Leo Kogeldans

Personal information
- Full name: Paul Leonard Kogeldans
- Date of birth: 28 June 1930
- Place of birth: Paramaribo, Surinam
- Date of death: 7 May 2024 (aged 93)
- Place of death: Venlo, Netherlands
- Position(s): Forward

Youth career
- VV Ajax

Senior career*
- Years: Team / Apps / (Gls)
- 1946–1948: VV Ajax
- 1948–1957: SV Voorwaarts
- 1957–1959: VVV-Venlo

International career
- 1949–1957: Suriname / 15

Managerial career
- VCH

= Leo Kogeldans =

Surinamese footballer (1930–2024)

Paul Leonard Kogeldans (28 June 1930 – 7 May 2024), known as Leo Kogeldans, was a Surinamese football player and manager who played for V.V. Ajax and S.V. Voorwaarts in the Surinamese Hoofdklasse, and for VVV-Venlo in the Dutch Eredivisie. He also played for the Suriname national team. After his career he was manager of Dutch amateur club V.C.H.

Kogeldans was the father of former professional footballer Ruben Kogeldans.

==Club career==
===VV Ajax===
Kogeldans was born in the Frimangron neighborhood of Paramaribo, Suriname, a neighborhood known for producing top athletes. He began his football career playing on the Mr. Bronsplein where he was picked up by V.V. Ajax, playing in the Hoofdklasse. Ajax played barefoot at the time, and Kogeldans soon became known for his dribbling skills and goal scoring abilities. The top clubs in the country were eager to sign the young player, but it was talent scout Frits Juda who had convinced Kogeldans to sign with S.V. Voorwaarts instead.

===SV Voorwaarts===
Kogeldans joined SV Voorwaarts at age 18. He was an effective goal scorer, scoring a hat-trick in a 6–5 win against MVV in his first year with the club. In 1949 he was called up for the Suriname national team based on his performance. He helped Voorwaarts to win two national championships in 1952 and in 1957, before departing for the Netherlands.

===VVV-Venlo===
In 1957, Kogeldans relocated to Venlo, Netherlands signing with VVV-Venlo. He scored another hat-trick in his first match with the club in a friendly against German club 1860 Munich. Kogeldans went on to play two full seasons with VVV, helping the club to a 7th-place finish on the league table in both seasons.
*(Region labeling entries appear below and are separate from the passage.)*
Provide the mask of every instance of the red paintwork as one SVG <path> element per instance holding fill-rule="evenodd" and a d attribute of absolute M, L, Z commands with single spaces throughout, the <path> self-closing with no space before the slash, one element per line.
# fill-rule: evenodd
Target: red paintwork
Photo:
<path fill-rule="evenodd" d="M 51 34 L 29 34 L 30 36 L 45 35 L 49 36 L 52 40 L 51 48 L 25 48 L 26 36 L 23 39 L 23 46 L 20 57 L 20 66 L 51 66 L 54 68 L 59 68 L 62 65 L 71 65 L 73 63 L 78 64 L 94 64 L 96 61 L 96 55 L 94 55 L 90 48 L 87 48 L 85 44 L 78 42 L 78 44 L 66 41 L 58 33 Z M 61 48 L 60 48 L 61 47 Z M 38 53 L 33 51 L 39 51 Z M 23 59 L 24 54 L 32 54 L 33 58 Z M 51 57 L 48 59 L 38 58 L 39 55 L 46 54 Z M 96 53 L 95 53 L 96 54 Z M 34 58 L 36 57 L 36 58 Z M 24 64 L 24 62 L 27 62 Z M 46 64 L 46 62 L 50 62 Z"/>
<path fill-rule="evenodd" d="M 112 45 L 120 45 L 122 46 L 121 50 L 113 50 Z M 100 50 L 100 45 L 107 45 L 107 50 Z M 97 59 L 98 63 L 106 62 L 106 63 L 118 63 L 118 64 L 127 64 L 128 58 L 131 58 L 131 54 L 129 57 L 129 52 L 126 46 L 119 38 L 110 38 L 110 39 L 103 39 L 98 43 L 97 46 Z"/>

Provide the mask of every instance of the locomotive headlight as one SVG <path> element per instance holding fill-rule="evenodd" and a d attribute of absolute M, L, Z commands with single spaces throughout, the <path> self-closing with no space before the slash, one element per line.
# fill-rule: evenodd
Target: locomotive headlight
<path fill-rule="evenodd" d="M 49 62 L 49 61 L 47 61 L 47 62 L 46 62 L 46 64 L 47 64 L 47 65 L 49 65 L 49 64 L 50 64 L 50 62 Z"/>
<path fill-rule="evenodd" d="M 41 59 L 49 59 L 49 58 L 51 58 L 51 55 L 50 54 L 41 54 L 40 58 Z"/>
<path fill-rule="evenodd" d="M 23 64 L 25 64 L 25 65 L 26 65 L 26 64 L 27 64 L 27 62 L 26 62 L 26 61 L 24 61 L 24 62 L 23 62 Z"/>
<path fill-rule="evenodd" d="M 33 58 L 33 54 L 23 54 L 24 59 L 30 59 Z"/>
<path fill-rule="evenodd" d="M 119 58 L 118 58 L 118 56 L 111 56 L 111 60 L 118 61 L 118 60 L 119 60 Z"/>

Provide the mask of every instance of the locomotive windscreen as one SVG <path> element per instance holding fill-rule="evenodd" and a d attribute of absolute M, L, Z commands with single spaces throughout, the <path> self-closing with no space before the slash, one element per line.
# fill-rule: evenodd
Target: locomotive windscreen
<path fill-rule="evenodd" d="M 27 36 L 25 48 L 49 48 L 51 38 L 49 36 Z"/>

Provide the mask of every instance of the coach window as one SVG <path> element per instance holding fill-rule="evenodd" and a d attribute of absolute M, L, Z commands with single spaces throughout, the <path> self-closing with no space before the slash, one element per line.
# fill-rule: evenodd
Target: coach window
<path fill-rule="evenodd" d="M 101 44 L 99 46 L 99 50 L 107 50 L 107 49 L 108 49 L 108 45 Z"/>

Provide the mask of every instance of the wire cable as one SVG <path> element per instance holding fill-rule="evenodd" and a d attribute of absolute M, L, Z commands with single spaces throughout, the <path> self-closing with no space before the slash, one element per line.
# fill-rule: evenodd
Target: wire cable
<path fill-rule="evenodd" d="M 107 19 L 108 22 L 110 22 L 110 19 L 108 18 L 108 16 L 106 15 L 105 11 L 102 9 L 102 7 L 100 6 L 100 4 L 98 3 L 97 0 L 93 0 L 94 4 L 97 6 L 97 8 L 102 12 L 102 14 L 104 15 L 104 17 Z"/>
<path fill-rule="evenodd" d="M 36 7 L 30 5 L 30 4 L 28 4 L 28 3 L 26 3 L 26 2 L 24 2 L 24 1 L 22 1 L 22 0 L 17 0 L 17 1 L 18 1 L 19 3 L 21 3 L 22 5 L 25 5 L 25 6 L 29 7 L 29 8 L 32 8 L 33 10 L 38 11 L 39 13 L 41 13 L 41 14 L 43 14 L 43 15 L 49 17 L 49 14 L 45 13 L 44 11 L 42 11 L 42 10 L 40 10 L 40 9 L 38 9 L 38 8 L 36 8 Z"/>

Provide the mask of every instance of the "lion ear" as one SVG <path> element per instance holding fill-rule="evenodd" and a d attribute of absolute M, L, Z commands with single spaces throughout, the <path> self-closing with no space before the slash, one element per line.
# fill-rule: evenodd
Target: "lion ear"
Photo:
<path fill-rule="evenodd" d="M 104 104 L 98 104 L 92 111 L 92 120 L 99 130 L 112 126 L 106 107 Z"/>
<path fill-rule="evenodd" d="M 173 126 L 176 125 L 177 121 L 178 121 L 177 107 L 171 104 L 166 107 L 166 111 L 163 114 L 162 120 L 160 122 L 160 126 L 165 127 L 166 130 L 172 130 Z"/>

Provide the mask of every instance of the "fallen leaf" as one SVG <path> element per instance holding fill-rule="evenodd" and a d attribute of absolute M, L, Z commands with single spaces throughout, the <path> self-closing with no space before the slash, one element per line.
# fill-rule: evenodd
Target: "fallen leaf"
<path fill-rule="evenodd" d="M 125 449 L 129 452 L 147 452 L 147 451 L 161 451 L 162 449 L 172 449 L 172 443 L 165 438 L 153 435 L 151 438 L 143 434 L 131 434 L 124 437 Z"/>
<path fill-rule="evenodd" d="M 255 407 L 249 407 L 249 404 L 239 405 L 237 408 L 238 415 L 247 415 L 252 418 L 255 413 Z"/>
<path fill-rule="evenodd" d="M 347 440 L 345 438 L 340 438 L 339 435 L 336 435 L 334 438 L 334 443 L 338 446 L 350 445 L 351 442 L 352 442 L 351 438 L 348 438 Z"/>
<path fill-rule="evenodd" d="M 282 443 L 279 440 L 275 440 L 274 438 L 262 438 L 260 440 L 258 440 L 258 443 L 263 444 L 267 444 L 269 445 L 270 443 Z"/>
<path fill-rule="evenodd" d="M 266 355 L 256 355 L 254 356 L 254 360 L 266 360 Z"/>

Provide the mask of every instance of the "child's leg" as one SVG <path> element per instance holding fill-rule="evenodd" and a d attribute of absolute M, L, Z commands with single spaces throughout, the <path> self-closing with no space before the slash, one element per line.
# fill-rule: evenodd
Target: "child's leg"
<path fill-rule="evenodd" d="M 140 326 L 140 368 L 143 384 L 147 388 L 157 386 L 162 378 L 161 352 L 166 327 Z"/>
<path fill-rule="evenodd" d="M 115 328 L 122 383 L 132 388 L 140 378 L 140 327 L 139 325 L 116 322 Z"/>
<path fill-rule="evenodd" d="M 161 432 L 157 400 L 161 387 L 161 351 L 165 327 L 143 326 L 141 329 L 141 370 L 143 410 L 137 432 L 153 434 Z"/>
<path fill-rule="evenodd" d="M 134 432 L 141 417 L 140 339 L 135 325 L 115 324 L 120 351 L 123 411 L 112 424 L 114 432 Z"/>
He was the first footballer of the African diaspora to play professionally for VVV-Venlo.

==International career==
Kogeldans made his debut for the Suriname national team in 1949. He made a total 15 appearances for the first team before departing for the Netherlands.

==Managerial career==
After his playing career Kogeldans managed Dutch amateur club V.C.H. (Voetbal Club Horsterweg) from Venlo.

==Personal life==
On 7 February 1957, Kogeldans married Eveline Pinas, having four children together. His son Ruben Kogeldans played professional football for VVV-Venlo and Willem II before his untimely death on 7 June 1989 aboard the Surinam Airways Flight 764 which crashed during approach to Paramaribo.

Kogeldans died on 7 May 2024, at the age of 93.